The summer after my first year or college, I attended an EST training, in which came my first conscious realization that I was god. This resonated with me strongly and kicked off another set of learning and exploring that included studies of the Bhagavad Gita, the Upanishads, Enochian Physics, A Course in Miracles, Parmahansa Yogananda, and then to Roy Eugene Davis and Kriya Yoga practice. These studies lasted over twenty years and a couple of careers.

I met my wife, an amazing woman, toward the end of my first career as a fighter aircraft design engineer. She was a fellow engineer with whom I felt an immediate kinship. While we were dating, we quickly learned that we had similar metaphysical beliefs and interests, and we both knew that although we were where we were for a reason, it was not where we belonged. Shortly after we got married, she left the company to attend medical school, and I left to be with her. This is typical of my life, wherein I regularly find myself leaving very successful and prestigious positions in order to go do what “feels right”.

We had our first child when my wife finished medical school, and our lives took a decided step up in frequency. Our second was born three years later, and third two years after that. The challenges of juggling careers, and kids certainly put a crimp on our metaphysical advancement, but not in its importance to us.

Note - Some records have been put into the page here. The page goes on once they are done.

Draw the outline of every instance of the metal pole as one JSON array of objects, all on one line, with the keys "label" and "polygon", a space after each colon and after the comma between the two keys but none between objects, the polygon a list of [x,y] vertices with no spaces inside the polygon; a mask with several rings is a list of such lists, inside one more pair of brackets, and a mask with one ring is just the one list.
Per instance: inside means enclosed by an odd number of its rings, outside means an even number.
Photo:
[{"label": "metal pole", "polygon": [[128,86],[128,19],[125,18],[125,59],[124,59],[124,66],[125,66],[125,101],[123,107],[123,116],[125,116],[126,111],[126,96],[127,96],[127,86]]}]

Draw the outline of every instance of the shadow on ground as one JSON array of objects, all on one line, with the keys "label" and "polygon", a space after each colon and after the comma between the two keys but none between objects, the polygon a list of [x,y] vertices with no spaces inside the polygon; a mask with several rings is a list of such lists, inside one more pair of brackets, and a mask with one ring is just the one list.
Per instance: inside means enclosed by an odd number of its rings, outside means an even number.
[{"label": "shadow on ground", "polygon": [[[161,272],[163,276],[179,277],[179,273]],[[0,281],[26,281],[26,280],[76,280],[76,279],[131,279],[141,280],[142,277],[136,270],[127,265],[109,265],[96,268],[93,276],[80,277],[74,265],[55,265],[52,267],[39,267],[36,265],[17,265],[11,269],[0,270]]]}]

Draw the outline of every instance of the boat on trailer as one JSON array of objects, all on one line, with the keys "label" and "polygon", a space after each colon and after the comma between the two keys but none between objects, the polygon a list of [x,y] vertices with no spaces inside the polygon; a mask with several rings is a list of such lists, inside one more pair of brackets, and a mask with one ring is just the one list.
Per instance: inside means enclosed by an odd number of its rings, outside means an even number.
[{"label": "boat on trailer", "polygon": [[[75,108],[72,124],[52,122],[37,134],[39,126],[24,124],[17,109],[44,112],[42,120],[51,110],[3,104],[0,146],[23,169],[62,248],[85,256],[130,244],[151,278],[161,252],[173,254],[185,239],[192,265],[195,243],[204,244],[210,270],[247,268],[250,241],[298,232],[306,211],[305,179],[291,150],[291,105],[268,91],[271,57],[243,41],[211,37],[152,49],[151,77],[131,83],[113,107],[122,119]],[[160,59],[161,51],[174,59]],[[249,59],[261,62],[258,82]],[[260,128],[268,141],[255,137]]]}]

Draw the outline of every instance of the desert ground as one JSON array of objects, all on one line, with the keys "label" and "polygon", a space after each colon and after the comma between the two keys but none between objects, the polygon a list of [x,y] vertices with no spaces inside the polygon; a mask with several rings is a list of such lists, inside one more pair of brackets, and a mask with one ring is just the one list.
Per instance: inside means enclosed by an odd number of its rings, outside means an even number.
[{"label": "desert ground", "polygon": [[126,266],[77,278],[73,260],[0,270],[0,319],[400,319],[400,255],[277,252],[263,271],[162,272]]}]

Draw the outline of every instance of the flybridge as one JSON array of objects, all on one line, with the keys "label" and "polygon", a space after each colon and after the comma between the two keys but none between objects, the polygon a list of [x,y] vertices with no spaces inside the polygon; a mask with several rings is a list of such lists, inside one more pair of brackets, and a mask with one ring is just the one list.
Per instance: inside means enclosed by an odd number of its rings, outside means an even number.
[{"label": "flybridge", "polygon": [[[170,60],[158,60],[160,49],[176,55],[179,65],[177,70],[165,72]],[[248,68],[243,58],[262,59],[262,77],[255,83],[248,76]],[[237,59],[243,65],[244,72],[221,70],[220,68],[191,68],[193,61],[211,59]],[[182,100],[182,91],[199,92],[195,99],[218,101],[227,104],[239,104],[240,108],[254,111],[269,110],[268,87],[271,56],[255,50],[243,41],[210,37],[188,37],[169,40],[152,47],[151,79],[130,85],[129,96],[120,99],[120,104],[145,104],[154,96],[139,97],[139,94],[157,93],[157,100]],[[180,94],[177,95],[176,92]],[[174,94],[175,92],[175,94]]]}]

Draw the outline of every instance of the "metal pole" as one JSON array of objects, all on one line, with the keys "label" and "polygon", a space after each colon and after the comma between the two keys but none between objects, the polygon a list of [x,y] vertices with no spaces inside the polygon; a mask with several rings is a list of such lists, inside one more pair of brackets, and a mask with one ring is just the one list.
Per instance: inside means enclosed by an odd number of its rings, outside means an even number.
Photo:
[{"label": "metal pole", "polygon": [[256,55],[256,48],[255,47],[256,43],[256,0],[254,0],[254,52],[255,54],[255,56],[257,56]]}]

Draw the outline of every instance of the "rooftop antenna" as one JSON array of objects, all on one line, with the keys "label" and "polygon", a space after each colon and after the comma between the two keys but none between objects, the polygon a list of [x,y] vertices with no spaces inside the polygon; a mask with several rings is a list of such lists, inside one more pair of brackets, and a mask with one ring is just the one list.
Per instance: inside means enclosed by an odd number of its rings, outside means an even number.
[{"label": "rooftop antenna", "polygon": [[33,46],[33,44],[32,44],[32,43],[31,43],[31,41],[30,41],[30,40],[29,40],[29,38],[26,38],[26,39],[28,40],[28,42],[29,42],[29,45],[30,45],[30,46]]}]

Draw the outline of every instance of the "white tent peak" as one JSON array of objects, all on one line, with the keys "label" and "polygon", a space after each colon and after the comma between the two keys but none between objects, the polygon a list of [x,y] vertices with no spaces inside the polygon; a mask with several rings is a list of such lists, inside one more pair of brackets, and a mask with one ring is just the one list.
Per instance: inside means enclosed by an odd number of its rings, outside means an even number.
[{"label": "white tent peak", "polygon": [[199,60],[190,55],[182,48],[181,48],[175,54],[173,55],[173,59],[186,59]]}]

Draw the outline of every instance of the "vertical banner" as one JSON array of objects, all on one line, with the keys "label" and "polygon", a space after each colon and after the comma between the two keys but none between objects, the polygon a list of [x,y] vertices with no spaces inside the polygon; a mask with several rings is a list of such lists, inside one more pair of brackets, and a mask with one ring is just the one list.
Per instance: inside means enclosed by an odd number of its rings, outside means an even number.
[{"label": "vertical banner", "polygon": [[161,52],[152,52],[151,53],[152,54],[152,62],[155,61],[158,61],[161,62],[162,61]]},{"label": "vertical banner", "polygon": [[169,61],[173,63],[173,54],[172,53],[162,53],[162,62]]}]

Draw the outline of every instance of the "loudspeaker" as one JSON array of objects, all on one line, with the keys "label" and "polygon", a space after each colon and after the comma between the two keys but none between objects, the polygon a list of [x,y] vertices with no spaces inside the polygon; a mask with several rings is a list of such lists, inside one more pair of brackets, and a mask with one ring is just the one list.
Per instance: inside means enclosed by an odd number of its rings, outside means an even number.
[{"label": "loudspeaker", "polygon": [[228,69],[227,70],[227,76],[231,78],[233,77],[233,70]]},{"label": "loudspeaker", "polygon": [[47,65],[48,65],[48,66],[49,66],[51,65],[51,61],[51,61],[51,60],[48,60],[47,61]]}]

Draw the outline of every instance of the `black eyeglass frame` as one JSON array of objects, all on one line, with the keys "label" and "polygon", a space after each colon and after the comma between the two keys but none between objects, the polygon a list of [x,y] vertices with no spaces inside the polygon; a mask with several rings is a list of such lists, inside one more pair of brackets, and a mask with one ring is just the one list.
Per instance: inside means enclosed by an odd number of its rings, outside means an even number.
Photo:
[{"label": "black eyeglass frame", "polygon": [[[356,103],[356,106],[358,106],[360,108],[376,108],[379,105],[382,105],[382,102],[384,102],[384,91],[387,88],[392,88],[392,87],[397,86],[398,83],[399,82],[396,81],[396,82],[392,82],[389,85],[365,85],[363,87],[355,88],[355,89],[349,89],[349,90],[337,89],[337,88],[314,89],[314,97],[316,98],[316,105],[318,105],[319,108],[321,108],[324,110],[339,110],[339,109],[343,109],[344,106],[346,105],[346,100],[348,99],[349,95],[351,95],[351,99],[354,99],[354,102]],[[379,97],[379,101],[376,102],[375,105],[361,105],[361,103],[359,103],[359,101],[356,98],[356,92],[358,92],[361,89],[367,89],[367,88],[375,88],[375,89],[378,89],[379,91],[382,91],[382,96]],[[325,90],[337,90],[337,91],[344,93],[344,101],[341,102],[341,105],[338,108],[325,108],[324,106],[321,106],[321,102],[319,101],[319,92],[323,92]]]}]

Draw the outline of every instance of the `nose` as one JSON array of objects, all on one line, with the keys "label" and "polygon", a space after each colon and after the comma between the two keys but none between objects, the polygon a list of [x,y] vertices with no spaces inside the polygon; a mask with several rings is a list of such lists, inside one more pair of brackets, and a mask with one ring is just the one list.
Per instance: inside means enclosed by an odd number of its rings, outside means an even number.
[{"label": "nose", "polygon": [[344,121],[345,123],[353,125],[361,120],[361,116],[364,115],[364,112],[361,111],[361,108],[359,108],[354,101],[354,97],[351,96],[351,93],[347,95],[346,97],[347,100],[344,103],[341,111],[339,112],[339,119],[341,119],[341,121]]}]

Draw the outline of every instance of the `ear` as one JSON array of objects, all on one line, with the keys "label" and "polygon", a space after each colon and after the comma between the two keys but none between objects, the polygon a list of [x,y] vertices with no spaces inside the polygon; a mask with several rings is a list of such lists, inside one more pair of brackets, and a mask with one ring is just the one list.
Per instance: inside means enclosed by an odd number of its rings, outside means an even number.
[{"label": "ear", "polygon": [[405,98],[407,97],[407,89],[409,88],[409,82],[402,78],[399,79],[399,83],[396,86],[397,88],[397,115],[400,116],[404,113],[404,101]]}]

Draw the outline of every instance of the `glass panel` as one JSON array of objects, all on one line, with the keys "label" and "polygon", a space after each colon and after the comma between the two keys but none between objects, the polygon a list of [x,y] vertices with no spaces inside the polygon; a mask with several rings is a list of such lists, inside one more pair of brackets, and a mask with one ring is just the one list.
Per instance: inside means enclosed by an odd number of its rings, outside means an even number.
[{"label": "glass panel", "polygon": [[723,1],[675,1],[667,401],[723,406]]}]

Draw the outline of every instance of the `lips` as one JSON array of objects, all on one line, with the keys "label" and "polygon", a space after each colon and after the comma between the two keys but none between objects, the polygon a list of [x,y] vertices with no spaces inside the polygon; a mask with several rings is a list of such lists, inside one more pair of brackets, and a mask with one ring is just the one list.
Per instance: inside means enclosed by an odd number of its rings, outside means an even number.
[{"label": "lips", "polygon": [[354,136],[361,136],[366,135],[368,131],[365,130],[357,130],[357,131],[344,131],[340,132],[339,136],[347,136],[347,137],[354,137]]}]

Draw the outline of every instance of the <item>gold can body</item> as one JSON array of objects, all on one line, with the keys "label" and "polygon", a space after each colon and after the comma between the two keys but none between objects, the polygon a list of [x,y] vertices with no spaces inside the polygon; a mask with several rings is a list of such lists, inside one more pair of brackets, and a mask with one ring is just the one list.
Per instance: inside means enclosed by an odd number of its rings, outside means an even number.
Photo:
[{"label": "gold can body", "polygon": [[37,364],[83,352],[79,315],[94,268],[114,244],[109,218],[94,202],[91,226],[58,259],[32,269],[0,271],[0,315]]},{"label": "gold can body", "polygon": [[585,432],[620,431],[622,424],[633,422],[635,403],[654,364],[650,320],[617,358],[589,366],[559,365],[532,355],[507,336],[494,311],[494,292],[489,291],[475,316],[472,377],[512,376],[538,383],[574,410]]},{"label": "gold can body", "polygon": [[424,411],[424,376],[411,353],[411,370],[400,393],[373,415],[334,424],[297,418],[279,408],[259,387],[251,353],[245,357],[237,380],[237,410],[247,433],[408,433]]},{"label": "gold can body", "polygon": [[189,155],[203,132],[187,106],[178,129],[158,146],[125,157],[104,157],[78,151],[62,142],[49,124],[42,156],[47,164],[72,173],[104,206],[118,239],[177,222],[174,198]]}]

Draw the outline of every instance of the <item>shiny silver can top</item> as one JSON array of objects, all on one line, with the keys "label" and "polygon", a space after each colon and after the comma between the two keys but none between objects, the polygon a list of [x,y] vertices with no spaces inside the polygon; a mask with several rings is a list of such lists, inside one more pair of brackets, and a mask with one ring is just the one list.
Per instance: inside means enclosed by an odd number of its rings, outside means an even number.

On the heals of 9/11, I realized that this would be a significant wakeup call to many entities that were currently sleeping, myself included. This led me, through a series of intuitive directions, to the Law of One, and it is here that I finally found enough additional information to complete my sense of how things work and begin to understand what part I may play in the future’s unfolding.

I am eternally grateful to all of you at this site and across this great planet for creating an opportunity for me to be here with you and experience these amazing times.

Love and Light.

Your humble servant

3D Sunset
Nice story. I too am agnostic as to my wandererness, but I don't guess it really matters. Growing up with a spiritualist mother must have been interesting.

fairyfarmgirl

Good Greetings 3D Sunset:

I do understand what it means to have bushels of zucchinni! LOL yes it is enough to last a very long time eating it 3 meals a day in its many forms@

Thank you for sharing your story of awakening to know yourSelf more intimately!

fairyfarmgirl
Man, I love these stories. I see myself in everyone. Thank you so much for being here 3D Sunset, for sharing your story and radiating the life that shines forth from the heart of your being.

Love and Light,
GLB
Wow! What wonderful parents! And I can tell that you really appreciate them a lot! Thanks for sharing!
Indeed, what a gift your parents were to you & your perceptions of the world around you! Wonderful story, and hearing how others have awakened is truly a gift to us in itself!

Thank you for sharing!

L&L
Alloura
Thanks for sharing, 3D. I envy your spiritual upbringing! I hope to provide a similar service for my own children when when they are of the right age.
You and I could be fraternal twins.

It's nice to know I'm not so different after all.